Perlahan aku beranjak turun dari pembaringan, berjalan ke arah jendela lalu membuka semua tirai jendela. Ini hari kelima aku tinggal di rumah Aksara, setelah satu minggu dirawat di rumah sakit. Statusku sekarang adalah istri Aksara, namun terkadang aku belum memercayai hal indah yang telah terjadi.
Aku melihat Amanda dan Edlyn sedang duduk di kursi ayunan. Mengobrol sambil menikmati sepiring biskuit gandum.
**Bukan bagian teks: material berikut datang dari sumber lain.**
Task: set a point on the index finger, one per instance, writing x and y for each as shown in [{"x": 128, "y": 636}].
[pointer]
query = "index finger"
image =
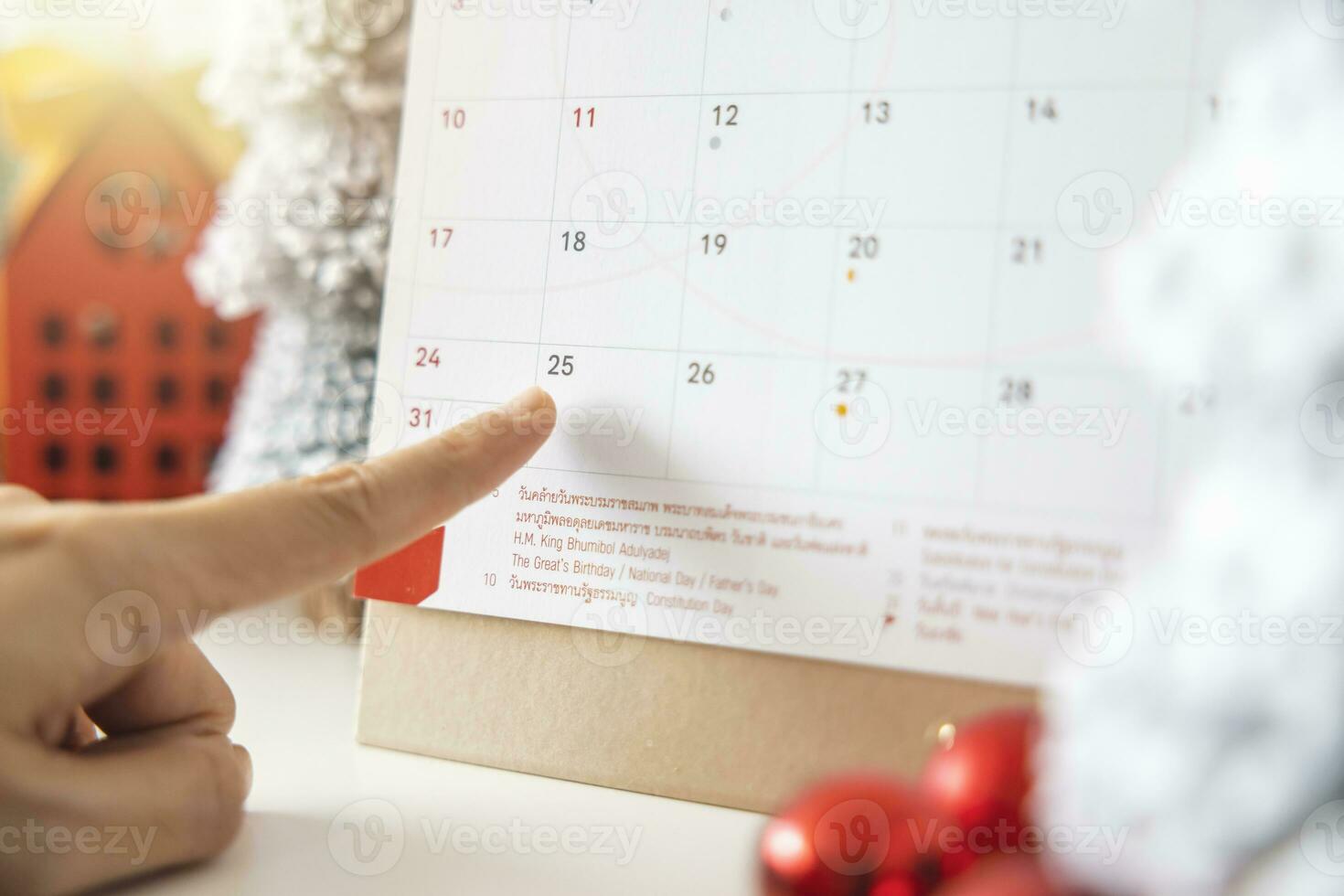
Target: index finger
[{"x": 225, "y": 552}]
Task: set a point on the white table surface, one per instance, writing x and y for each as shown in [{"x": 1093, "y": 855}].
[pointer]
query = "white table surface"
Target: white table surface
[{"x": 296, "y": 709}]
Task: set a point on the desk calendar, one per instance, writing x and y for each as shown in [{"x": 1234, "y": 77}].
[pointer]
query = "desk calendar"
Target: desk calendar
[{"x": 818, "y": 288}]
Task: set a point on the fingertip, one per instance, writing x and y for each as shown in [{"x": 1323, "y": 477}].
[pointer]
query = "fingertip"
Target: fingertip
[
  {"x": 531, "y": 400},
  {"x": 532, "y": 411},
  {"x": 245, "y": 767}
]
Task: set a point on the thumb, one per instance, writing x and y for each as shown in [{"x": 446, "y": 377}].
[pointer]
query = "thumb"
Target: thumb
[{"x": 143, "y": 805}]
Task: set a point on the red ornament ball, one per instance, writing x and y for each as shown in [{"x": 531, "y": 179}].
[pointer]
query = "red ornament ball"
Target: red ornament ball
[
  {"x": 851, "y": 836},
  {"x": 981, "y": 781}
]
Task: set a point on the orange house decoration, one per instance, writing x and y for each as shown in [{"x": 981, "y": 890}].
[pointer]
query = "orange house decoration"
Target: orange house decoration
[{"x": 117, "y": 384}]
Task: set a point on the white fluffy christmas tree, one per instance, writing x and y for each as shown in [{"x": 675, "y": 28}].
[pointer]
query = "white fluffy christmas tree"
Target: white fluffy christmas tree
[
  {"x": 1214, "y": 746},
  {"x": 316, "y": 86}
]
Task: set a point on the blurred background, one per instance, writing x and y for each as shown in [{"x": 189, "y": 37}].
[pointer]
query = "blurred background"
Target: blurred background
[
  {"x": 191, "y": 240},
  {"x": 117, "y": 382}
]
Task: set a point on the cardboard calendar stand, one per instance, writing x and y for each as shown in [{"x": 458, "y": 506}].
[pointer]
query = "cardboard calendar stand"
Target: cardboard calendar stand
[{"x": 709, "y": 724}]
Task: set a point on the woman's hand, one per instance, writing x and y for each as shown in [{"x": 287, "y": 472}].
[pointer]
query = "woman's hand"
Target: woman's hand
[{"x": 91, "y": 609}]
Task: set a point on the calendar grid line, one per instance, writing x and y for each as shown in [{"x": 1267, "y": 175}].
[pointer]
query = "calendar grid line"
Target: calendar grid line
[
  {"x": 837, "y": 242},
  {"x": 555, "y": 189},
  {"x": 997, "y": 272},
  {"x": 1106, "y": 374},
  {"x": 689, "y": 232},
  {"x": 1164, "y": 86}
]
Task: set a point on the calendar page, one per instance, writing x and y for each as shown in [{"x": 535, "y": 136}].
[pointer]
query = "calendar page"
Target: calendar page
[{"x": 818, "y": 288}]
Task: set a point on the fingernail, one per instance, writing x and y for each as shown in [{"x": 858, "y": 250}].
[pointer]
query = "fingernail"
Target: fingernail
[
  {"x": 245, "y": 764},
  {"x": 529, "y": 400}
]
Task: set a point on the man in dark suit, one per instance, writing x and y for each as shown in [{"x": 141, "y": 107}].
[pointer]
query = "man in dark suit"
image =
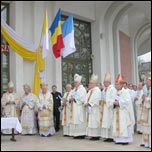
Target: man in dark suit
[{"x": 56, "y": 104}]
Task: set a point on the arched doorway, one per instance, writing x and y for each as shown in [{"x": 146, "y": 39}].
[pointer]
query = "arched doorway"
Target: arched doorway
[{"x": 79, "y": 62}]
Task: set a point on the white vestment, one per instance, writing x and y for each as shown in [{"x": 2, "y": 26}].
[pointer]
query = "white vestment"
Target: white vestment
[
  {"x": 146, "y": 120},
  {"x": 93, "y": 113},
  {"x": 77, "y": 126},
  {"x": 138, "y": 109},
  {"x": 66, "y": 113},
  {"x": 11, "y": 107},
  {"x": 106, "y": 110},
  {"x": 45, "y": 116},
  {"x": 28, "y": 120},
  {"x": 123, "y": 118}
]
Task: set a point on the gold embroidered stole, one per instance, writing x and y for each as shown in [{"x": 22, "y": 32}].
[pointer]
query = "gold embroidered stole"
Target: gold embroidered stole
[
  {"x": 88, "y": 102},
  {"x": 65, "y": 110}
]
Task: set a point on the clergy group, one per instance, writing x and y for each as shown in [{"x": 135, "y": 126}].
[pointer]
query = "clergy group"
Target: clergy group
[{"x": 111, "y": 114}]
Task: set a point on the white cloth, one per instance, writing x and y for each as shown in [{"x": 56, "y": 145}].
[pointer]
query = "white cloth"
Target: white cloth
[
  {"x": 28, "y": 120},
  {"x": 106, "y": 128},
  {"x": 11, "y": 122},
  {"x": 125, "y": 139},
  {"x": 66, "y": 96},
  {"x": 78, "y": 126},
  {"x": 146, "y": 125},
  {"x": 93, "y": 113},
  {"x": 125, "y": 118},
  {"x": 138, "y": 109},
  {"x": 47, "y": 100}
]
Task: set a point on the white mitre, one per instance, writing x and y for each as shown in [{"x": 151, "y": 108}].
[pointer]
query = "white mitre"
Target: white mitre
[
  {"x": 77, "y": 77},
  {"x": 94, "y": 78},
  {"x": 10, "y": 84},
  {"x": 107, "y": 77}
]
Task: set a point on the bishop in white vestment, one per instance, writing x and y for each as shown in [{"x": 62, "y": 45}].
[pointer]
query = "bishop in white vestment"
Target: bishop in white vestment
[
  {"x": 10, "y": 104},
  {"x": 66, "y": 110},
  {"x": 138, "y": 106},
  {"x": 92, "y": 109},
  {"x": 106, "y": 108},
  {"x": 45, "y": 112},
  {"x": 123, "y": 114},
  {"x": 146, "y": 115},
  {"x": 28, "y": 120},
  {"x": 77, "y": 127}
]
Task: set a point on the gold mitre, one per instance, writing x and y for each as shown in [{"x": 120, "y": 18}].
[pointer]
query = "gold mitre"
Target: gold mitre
[
  {"x": 44, "y": 85},
  {"x": 107, "y": 77},
  {"x": 94, "y": 78},
  {"x": 10, "y": 84},
  {"x": 26, "y": 86},
  {"x": 77, "y": 77},
  {"x": 149, "y": 76}
]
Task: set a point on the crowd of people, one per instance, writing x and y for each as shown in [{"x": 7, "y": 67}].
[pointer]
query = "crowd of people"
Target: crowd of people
[{"x": 111, "y": 112}]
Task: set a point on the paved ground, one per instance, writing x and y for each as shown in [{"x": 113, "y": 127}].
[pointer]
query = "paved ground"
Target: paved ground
[{"x": 60, "y": 143}]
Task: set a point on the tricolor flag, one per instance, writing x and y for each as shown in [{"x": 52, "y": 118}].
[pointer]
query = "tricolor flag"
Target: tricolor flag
[
  {"x": 44, "y": 37},
  {"x": 56, "y": 35},
  {"x": 68, "y": 37}
]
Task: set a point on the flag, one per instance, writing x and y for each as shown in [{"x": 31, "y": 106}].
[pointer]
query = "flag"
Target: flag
[
  {"x": 68, "y": 37},
  {"x": 44, "y": 38},
  {"x": 56, "y": 35}
]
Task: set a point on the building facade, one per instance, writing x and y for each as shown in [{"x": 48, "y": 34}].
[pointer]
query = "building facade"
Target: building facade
[{"x": 109, "y": 36}]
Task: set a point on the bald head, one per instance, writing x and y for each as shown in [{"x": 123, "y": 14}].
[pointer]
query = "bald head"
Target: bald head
[{"x": 68, "y": 87}]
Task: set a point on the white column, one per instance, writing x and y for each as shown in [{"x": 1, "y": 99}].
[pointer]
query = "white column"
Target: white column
[{"x": 16, "y": 61}]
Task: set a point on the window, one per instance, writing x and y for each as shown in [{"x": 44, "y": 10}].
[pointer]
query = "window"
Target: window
[
  {"x": 4, "y": 51},
  {"x": 80, "y": 61}
]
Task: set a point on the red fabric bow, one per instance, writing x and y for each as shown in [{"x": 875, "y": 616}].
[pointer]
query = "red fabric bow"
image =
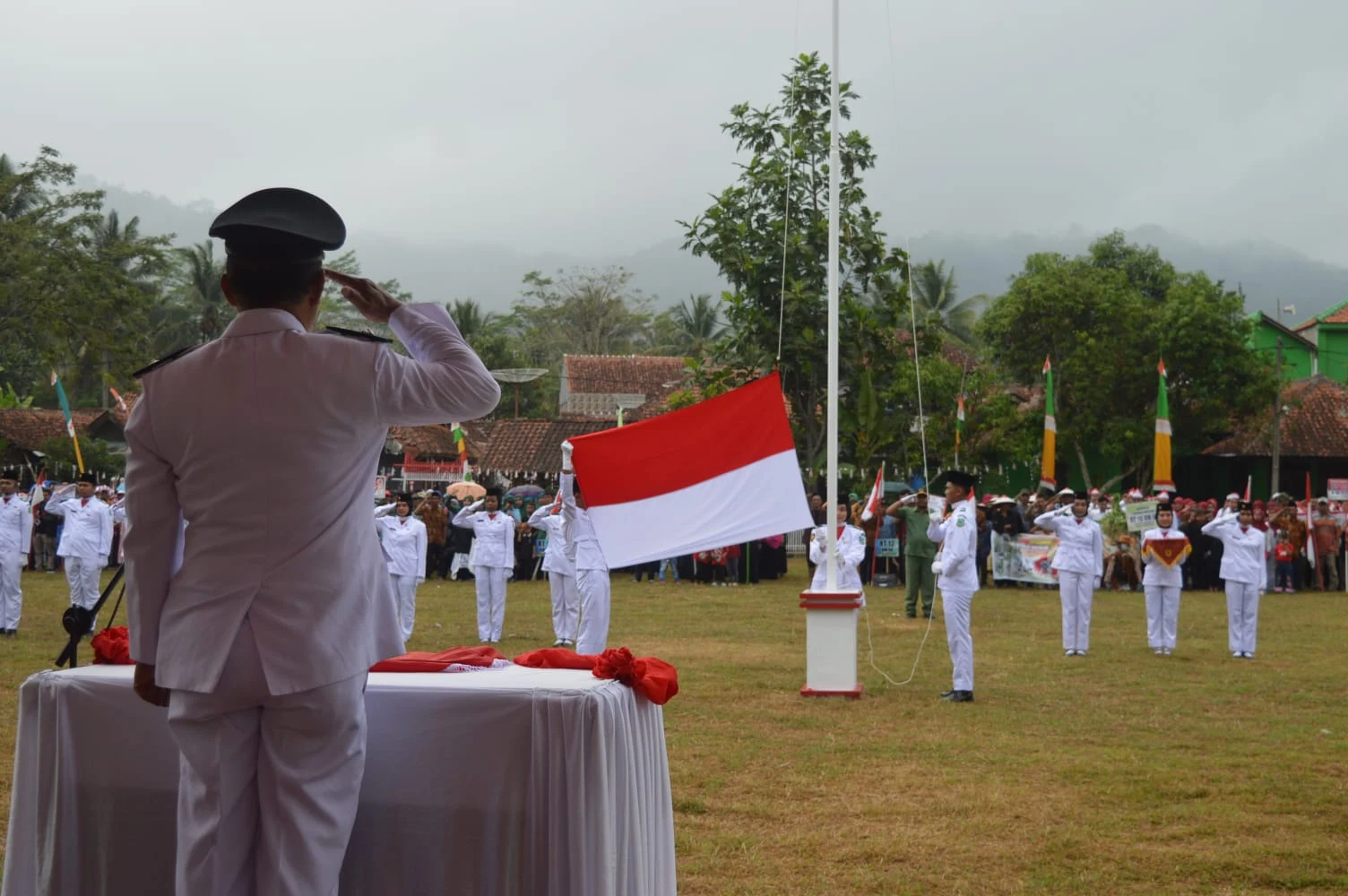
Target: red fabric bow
[
  {"x": 112, "y": 647},
  {"x": 427, "y": 662},
  {"x": 654, "y": 679}
]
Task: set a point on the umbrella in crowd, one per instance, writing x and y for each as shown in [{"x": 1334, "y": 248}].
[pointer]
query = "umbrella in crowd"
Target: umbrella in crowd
[{"x": 465, "y": 491}]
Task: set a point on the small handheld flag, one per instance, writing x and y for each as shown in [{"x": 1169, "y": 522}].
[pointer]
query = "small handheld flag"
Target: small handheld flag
[{"x": 70, "y": 422}]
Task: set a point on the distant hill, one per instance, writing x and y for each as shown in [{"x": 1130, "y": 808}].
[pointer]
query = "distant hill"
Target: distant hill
[{"x": 491, "y": 274}]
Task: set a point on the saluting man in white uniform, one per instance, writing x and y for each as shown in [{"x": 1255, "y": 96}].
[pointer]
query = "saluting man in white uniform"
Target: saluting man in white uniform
[
  {"x": 494, "y": 561},
  {"x": 851, "y": 551},
  {"x": 1246, "y": 574},
  {"x": 591, "y": 567},
  {"x": 15, "y": 543},
  {"x": 1163, "y": 553},
  {"x": 957, "y": 577},
  {"x": 403, "y": 538},
  {"x": 1080, "y": 564},
  {"x": 561, "y": 573},
  {"x": 261, "y": 643},
  {"x": 85, "y": 539}
]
Edlyn melambaikan tangannya begitu mengetahui keberadaanku--yang memandangi lewat jendela.
"Sudah bangun?"
Aku menoleh, Aksara menutup pintu kamar kembali. Wajahnya penuh peluh, dia pasti baru saja selesai berolahraga.
"Baru saja," sahutku.
Aksara melepas kausnya, sehingga lekukan sempurna terpampang di mata. Segera aku mengalihkan pandangan, dia suamiku, tetapi mengapa aku merasa malu? Pipiku pasti bersemu semerah apel.
"Kenapa?"
"Kenapa apa?"
"Kenapa malu melihatku bertelanjang dada?"
"Siapa yang malu?" sanggahku.
"Nyatanya kamu tidak melihat ke arahku. Kemarin pagi waktu melihatku keluar dari kamar mandi, kamu langsung ngumpet di balik selimut. Apa aku sangat memesona?"
Sangat memesona sehingga detak jantungku berlarian.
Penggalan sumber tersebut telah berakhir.